While the purported and reported benefits of eating the strictly controlled diet have made ketogenic-related food products and supplements wildly popular, Newman, senior author of the review, is quick to point out that there is much unknown about the biology of BHB and the physiology of how it impacts various systems in the body. “I want to be clear that there is no evidence that a ketogenic diet is protective in any way against COVID-19,” he said. “In fact there may be instances where BHB could promote viral replication of SARS-CoV2, the specific virus that causes the disease. But given the promise that BHB shows against many of the age-related risk factors for COVID-19 such as heart disease and diabetes we want to take advantage of this unique opportunity to bring geroscience to the fight against COVID-19. “
Small clinical trials in humans have shown proof-of-concept that BHB can improve cardiac function in those with heart failure and improve key aspects of cognitive health. In the laboratory setting BHB shows promise against type 2 diabetes and dampens harmful inflammation. Elevation of blood ketones has been shown to be broadly protective against hypoxia-related tissue damage, which occurs in severe respiratory infections. Doctors at Johns Hopkins University plan on testing a ketogenic diet on a small group of intubated patients suffering from COVID-19. The hope is that the diet will improve oxygen exchange, reduce the duration of time on ventilators and perhaps most importantly, reduce the systemic inflammation that leads to the cytokine storm that often proceeds the development of acute respiratory distress syndrome.
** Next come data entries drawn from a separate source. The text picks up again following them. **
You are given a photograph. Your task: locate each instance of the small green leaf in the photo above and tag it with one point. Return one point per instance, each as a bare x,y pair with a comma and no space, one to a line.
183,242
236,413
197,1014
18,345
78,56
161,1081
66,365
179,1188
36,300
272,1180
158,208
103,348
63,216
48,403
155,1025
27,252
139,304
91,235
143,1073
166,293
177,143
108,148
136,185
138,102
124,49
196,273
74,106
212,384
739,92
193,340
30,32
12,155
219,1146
“Basic research shows that BHB directly inhibits the activation of the pro-inflammatory pathway NLRP3, which is central to the disease pathogenesis of COVID-19 and is a likely contributor to the cytokine storm,” said Brianna Stubbs, PhD, a Buck researcher with expertise in ketone biology and lead author of the review. “Understanding how BHB impacts innate immunity following infection is one of the key preclinical questions we hope researchers will be eager to tackle.”
“Dying is not the only bad outcome from COVID-19,” says Newman. “Some survivors are presenting with long-term severe memory impairments, extreme exhaustion and weakness from muscle wasting following an extended time in the hospital.” Pointing out the fact that BHB and other ketones act on multiple systems in the body, the authors are hoping for clinical studies that test ketone supplementation as a way to bolster muscle function and attenuate or avoid delirium among those who have been infected. Key preclinical and clinical questions are included in the review and are detailed at http://www.impactmetabolism.org.
“Age-related risk factors are putting older adults at particular peril for COVID-19. Those that survive it, no matter what their age, can emerge with symptoms that are associated with aging,” said Newman. “Studying ketone bodies in this current environment not only holds promise in the fight against COVID-19, but the research is also likely to yield results that could help all of us live better longer in the absence of a pandemic.”
Other researchers involved in the study include Eric Verdin, President and CEO of the Buck Institute; Andrew P Koutnik, Institute for Human and Machine Cognition; Emily L. Goldberg, Department of Physiology, University of California, San Francisco (UCSF); Vaibhav Upadhyay, Division of Pulmonary, Critical Care, Allergy and Sleep Medicine, UCSF; and Peter J. Turnbaugh, Department of Microbiology and Immunology, UCSF.
This work was supported by NIH K08 AG048354, Buck Institute institutional funds, and NIH T32 HL007185.
John C. Newman and Eric Verdin are co-founders of and shareholders in BHB Therapeutics LTD., which is developing products relating to ketone bodies. Brianne J. Stubbs is a shareholder of HVMN Inc., which markets products relating to ketone bodies and of BHB Therapeutics Ltd. John C. Newman, Eric Verdin and Briana J. Stubbs are inventors on patents related to the use of ketone bodies. John C Newman is on the scientific advisory board of Virta Health, Inc. Eric Verdin is an advisor to Keto Fuel, Inc. Peter J. Turnbaugh is on the scientific advisory boards for Kaleido, Pendulum, Seres, and SNIPRbiome. All other authors declare no competing interests.